Point 142. Implementation of a national ecology
The disequilibrium between “ Paris and the French desert ” (Gravier), and in the world generally between the great cities and the bush, is the direct consequence of a liberal profit economy, an egalitarian socialist ideology, and their common success in reducing the goals of life, valued in monetary terms, to immediate pleasure and the excitements of modern life.
Far from being a natural fact or inevitable necessity of progress, the development of towns to the detriment of the country, and of great desert-creating cities, is the result of this twofold enticement and economic and administrative duress, with which the social and national revolution must make an absolute break.
1. A return to the natural laws of social life will be sufficient to reverse this disastrous movement. It was the profit of industrial capitalism that demanded the rural exodus, urban concentration, intensified transport networks and the transfer of entire populations. Socialist claims merely accelerated the progress of this system by reducing the individual costs of collective life; allowances were granted to salaried workers, subsidies were given to industry, and the State underwrote the senseless increase in “ collective costs ”. It is well known that the “ induced effects ” of urban concentration in today’s great cities have reached an unacceptable and irrational level.
In the end, it is the province that began to pay for the capital, those who do not count in modern life who pay for its happy beneficiaries. This system is condemned by both morality and economics. Today, however, the structural deficits that recurrent economic crises have deepened, condemn this system even more surely!
2. The reversal of this tendency, which must be radical in theory, will have to be done at a carefully studied slow rhythm, so as not to be catastrophic. A strong national authority alone will be able to bring this reversal to a successful conclusion over a long period, in particular by means of a long-term fiscal policy. It will consist in:
– attaining a fairer sharing out of public costs among regions by gradually reducing State subsidies, allowances, fare reductions, and by tax relief, all too widely granted in the cities.

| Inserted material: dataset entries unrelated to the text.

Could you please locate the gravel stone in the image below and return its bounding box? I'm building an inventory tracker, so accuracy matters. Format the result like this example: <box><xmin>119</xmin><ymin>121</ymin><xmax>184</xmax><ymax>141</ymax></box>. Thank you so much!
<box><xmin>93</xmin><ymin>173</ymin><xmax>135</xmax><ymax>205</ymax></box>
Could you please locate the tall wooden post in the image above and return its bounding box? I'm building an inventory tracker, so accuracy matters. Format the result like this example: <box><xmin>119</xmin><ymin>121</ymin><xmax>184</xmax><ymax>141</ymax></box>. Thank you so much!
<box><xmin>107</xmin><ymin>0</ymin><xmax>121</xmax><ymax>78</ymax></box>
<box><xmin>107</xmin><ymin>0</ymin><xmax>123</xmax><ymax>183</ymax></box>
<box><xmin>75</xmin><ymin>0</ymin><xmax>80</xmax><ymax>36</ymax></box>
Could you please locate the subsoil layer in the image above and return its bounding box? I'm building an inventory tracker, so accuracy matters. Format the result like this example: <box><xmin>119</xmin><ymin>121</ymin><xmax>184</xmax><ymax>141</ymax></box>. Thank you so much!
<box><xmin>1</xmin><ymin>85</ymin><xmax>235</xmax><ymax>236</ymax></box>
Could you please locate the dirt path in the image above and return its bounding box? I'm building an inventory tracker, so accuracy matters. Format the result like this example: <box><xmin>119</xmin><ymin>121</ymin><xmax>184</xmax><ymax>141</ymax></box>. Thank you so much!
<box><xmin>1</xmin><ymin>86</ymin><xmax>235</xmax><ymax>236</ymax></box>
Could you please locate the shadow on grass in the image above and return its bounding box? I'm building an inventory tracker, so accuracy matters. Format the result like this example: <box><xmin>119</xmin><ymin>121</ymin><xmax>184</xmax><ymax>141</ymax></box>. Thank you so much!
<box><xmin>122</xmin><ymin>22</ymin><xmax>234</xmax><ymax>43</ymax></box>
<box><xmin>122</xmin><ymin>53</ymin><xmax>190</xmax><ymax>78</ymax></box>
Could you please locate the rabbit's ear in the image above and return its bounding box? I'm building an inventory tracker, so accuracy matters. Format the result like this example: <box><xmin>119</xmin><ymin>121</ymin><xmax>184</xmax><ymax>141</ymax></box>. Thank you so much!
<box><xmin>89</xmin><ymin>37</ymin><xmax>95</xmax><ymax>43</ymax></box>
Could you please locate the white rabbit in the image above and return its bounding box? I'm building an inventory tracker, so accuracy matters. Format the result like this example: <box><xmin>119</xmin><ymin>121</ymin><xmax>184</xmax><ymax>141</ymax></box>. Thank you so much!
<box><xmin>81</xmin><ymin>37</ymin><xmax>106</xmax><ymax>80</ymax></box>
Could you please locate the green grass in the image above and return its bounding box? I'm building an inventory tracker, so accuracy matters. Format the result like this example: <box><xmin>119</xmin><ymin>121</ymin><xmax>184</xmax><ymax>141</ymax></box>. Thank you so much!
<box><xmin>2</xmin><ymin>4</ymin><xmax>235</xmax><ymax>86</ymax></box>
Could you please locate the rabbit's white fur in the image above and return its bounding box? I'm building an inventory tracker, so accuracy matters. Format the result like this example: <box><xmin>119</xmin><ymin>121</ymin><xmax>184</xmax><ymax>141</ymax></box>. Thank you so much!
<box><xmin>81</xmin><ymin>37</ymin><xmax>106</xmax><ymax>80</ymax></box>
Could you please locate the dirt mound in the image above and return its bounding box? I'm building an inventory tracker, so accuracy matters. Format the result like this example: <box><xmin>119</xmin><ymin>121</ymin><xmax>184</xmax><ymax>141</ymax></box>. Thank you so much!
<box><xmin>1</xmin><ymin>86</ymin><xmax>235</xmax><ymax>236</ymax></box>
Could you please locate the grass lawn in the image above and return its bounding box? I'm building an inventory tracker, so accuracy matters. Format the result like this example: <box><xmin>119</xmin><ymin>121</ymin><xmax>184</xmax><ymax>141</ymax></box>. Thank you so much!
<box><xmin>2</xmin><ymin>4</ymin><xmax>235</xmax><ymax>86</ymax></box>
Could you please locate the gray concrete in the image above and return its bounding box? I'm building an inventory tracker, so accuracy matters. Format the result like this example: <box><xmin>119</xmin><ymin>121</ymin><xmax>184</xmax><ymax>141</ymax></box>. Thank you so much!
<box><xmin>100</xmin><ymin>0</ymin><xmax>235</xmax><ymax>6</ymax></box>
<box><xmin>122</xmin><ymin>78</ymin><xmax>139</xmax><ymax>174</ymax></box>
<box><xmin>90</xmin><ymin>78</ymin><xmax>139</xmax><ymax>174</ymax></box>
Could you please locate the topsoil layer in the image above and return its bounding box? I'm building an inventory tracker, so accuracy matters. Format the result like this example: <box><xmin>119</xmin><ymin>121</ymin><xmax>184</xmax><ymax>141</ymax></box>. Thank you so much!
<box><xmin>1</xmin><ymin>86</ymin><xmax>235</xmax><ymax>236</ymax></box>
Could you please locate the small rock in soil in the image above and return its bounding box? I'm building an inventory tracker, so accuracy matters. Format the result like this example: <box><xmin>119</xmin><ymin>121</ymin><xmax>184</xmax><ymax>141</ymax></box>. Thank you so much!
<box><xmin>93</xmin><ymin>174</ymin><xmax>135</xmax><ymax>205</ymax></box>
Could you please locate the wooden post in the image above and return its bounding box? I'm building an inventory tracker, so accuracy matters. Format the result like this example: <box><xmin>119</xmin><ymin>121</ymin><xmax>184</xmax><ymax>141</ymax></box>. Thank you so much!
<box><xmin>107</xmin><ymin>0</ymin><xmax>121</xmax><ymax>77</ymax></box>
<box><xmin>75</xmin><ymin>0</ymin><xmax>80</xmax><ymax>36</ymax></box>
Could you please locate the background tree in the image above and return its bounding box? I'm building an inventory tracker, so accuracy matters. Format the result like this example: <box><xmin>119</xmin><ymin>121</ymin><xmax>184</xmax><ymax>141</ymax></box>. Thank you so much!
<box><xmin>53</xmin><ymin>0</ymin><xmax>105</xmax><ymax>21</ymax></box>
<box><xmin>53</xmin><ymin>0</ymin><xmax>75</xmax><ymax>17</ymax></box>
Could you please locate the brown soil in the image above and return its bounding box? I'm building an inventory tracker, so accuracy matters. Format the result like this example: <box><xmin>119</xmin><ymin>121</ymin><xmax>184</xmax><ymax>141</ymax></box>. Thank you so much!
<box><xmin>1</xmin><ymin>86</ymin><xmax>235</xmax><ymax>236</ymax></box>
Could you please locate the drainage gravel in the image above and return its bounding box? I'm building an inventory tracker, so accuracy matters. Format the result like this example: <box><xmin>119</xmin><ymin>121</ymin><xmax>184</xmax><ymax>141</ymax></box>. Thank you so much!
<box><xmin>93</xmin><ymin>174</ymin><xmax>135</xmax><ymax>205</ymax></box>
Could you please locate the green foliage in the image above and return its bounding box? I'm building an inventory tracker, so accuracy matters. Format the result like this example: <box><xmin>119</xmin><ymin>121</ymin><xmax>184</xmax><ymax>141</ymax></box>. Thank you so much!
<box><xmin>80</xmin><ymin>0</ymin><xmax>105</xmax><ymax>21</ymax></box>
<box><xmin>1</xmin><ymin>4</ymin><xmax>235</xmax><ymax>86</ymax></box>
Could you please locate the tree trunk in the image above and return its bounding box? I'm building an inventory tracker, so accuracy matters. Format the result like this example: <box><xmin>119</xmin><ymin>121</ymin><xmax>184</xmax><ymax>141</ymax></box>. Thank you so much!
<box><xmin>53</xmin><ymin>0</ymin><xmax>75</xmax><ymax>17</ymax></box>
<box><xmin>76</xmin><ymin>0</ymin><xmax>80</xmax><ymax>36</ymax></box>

– limiting the aid of the state authorities for transferring industries, and for going back to the land in order to lighten administrative machinery. Local initiatives, however, will be encouraged as soon as they are sponsored by associations that are already recognised, so that the assistance may effectively benefit those whom they were intended to help, thus contributing to the common good of the region.
3. Restoring the inequality of living conditions, in a realistic and positive psychological climate: as government expenditure decreases, the national taxes will accordingly be reduced. It will be local and regional taxes, however, that will have to assume the essential of the expenditures for infrastructures, even if the State reserves the possibility to intervene with specific aids. Obviously, disparities will result in the direct or indirect tax burden according to regions in proportion to their inequality of development.
This disparity will seem a sufficient incentive to the free and proud native populations, who reside in the poorest regions, to live there in their preferred austerity. It will also act as an enthusiastic incentive for the entrepreneurs willing to risk independence and poverty, and capable of repopulating these regions within a few years.
If no one answers this call, then once again the monks will be there to make the French desert blossom anew!